For another month, I continued my routine, but with my head held up, and with a new pride. This continued and continued, until that one day…I had seen a small filly…well…not that small. She was probably the same age as me, so I felt a special attachment to her the moment I saw her, sitting there, sleeping in the dark. I got to work. I picked up a stone and started drawing, glancing at her whenever I needed more details on her look. A few times, it almost looked like she glanced back, but I passed it off as being tired. When I finished, I glanced one last time to find an empty spot where she had been. Believe me, I was shocked! I thought she had vanished! Maybe she was kidnapped! Truth, I didn’t know what to think, until I heard a giggle, and a voice from behind me.
‘Hey there!’
I was…shocked to see her standing behind me, smiling so warmly.
‘Uhh…umm….h-hello…’
‘What’s the matter? You look nervous or something. You sick?’
‘I…I, uhh…I don’t know…’
This was true, as I had no idea what my health was at the time, but she smirked and replied with,
‘Well, thanks for the pretty picture, I look real good innit!’
‘…you’re….you’re welcome…’
‘Hey, why are you out here at night? It’s pretty cold!’
‘…………I’m…not sure, I guess….’
‘Oh, well, I was camping here, so, I have a blanket, but you should probably head home.’
So she had a house….she was just out here for fun…
‘…………’
‘What’s wrong? You’ve gotta house, right?’
She said that jokingly, but after my silence, her mood changed.
‘Wait…you…don’t have a house…do you?’
‘…………’
‘Umm…So, what’s your name?’
I never had a reason to remember my name for the past year, so I had practically forgotten it.
‘I…I think spectrum…’
Immediately after this, her look changed as if she were now thinking, very deeply. After a minute of silence, she spoke up with,
‘Do you wanna come over my house for a little bit?’
I was on the verge of tears….after evading this for so long, I was a burden to others again…she was already worrying for me…pitying for me…I couldn’t stand it…but I liked her…I couldn’t stand to see her face if I were to decline…
‘…….alright…’
She immediately perked up, and ran away, signaling for me to follow her, to which I slowly walked in her footsteps.
After five minutes of walking, we arrived at a mid-sized house, on the bottom of a fair sized hill. This girl ran ahead as soon as it was in sight, opened the door, and walked in. When I arrived at the house, I just stood there, on the porch. I didn’t want to go inside. I couldn’t go inside, but she had other plans, she simply opened the door again, and dragged me inside, to which I was pleasantly surprised. The house was so nice…and warm…I hadn’t been in a house since I left Sapling. But I didn’t deserve to be. The less for me the more for them. That had become my sole thought. Her parents were sitting in the living room, watching a television show, and hadn’t even noticed our presence until the girl screamed,
‘I’M HOOOOOOOOME!!!’
I didn’t see a reason for this volume, and was surprised to see her parents simply look over at us, as if it were a normal occurrence, and her mother said,
‘Welcome back Vinyl!’
So that was her name…
‘And who’s this lovely girl?’
She snaked her way over to her parent’s position, as if she thought herself a ninja, and said,
‘She’s my newest, bestest friend, Spectrum!’

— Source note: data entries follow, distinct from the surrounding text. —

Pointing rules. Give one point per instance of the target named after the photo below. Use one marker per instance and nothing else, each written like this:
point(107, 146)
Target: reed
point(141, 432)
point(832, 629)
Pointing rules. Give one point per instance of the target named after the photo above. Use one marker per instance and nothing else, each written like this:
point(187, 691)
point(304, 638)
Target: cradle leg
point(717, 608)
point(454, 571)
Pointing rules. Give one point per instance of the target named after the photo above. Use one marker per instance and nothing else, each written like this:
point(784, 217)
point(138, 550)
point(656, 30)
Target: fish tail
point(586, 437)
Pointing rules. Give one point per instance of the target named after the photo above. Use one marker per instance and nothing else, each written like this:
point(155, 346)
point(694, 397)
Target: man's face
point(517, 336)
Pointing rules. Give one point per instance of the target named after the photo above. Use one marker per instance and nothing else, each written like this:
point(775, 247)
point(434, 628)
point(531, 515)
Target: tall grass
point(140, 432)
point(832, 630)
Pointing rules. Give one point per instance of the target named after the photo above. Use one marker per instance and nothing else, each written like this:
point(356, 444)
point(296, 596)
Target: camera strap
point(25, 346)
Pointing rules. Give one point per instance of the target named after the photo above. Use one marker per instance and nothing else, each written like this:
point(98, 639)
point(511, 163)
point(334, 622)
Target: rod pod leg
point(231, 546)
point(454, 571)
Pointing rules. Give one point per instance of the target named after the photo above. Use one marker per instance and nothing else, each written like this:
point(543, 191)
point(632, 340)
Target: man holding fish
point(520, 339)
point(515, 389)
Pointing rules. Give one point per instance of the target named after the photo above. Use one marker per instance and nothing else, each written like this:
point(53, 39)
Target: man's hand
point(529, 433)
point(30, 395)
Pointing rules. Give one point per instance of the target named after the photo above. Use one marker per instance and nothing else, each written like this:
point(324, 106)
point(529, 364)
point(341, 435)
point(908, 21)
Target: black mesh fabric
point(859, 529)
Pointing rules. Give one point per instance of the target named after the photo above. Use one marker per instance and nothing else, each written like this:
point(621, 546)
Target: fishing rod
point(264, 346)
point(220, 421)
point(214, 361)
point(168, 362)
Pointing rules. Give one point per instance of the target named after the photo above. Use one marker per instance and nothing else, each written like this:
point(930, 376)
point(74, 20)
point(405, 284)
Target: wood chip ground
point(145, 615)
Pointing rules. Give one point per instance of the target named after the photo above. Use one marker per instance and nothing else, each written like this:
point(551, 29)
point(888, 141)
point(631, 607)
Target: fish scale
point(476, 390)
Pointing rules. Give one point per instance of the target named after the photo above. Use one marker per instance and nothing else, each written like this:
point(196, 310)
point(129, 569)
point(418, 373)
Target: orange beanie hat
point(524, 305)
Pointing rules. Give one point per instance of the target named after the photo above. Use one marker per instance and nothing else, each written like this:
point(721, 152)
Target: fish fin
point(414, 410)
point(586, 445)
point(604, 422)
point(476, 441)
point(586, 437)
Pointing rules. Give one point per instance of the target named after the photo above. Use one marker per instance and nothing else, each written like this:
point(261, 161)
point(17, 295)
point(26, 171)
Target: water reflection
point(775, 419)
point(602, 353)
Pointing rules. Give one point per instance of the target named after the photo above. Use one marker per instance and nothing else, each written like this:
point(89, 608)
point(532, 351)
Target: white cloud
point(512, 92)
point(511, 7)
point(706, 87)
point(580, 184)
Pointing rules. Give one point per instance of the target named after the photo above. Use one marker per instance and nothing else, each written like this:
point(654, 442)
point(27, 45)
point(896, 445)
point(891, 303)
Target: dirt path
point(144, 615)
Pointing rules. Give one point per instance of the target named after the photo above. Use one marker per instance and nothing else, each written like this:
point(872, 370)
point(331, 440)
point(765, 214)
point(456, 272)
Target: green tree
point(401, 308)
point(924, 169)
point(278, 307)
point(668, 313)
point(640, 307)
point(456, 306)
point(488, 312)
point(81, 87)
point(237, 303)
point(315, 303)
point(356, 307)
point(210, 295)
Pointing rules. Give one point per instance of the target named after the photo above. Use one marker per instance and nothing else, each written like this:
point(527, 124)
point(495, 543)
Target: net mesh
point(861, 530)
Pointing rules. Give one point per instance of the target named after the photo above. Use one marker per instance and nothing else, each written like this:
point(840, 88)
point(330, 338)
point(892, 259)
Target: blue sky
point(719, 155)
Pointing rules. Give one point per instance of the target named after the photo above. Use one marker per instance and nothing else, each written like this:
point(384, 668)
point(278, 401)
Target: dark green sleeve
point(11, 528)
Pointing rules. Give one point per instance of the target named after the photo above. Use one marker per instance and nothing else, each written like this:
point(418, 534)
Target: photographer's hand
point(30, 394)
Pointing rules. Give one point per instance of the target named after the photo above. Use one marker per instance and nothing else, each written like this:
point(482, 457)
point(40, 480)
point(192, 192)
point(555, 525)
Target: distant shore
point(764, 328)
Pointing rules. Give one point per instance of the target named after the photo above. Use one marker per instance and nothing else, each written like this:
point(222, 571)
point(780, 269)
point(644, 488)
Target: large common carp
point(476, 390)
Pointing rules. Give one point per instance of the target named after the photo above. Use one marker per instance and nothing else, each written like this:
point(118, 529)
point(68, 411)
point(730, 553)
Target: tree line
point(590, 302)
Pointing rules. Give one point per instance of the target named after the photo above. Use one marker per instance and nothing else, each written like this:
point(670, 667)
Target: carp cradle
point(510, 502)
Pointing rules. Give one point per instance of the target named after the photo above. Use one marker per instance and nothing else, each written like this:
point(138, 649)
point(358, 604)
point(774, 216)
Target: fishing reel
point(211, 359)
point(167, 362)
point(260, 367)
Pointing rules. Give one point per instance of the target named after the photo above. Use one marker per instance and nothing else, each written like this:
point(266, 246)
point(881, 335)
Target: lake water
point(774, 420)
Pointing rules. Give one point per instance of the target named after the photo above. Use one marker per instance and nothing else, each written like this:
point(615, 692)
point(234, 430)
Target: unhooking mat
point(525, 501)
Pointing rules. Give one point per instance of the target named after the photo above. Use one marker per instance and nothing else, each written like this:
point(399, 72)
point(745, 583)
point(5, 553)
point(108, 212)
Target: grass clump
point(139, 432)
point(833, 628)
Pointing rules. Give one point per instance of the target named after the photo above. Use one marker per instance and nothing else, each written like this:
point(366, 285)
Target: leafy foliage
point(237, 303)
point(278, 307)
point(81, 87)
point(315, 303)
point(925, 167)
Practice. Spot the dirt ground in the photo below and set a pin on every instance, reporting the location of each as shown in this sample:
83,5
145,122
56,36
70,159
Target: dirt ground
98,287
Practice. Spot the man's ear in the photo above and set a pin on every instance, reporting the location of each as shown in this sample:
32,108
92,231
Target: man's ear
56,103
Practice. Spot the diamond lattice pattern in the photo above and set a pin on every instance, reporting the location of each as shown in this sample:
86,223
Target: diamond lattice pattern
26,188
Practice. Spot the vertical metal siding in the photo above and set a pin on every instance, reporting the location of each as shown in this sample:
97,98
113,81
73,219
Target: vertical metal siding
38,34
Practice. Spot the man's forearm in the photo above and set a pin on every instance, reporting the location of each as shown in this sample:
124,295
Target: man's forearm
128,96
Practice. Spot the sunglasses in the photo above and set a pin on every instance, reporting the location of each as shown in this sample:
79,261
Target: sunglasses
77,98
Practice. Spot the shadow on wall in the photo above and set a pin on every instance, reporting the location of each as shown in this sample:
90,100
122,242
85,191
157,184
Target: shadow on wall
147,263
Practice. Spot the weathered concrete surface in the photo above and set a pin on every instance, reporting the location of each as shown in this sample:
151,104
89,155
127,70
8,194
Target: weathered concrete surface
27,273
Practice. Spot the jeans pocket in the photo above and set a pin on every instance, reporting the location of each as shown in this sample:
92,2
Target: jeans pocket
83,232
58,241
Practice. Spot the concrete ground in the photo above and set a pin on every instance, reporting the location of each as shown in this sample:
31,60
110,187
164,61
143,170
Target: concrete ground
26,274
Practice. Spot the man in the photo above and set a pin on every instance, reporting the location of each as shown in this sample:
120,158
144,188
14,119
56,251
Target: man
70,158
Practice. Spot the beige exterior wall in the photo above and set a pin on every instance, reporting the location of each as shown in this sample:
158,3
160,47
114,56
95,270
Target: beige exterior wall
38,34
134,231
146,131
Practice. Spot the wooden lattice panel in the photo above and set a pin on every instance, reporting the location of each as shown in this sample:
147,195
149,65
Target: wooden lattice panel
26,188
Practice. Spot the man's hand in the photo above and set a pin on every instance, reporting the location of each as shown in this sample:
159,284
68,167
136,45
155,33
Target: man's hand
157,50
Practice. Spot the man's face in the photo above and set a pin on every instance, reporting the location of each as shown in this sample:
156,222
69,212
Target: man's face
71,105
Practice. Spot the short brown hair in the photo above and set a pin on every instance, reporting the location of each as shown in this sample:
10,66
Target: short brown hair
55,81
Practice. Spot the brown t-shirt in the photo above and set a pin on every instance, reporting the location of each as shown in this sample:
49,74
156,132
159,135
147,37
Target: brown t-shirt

They didn’t really argue to this, as they simply said hello and welcome to me, and said that they’d be there if we needed them. I was simply shocked to see the care they had, when saying such a simple thing…She took me up to her room, which I found littered with electronics and posters. It was a mess, but by this time in my life, I was used to messes.
‘So Spectrum….’
Her mood suddenly shifted.
‘When’s…..when was the last time you ate?’
‘…I think it was sometime this morning. I had an orange I…found.’
Her eyes searched me thoroughly, observing every last detail, and focusing on every last mark.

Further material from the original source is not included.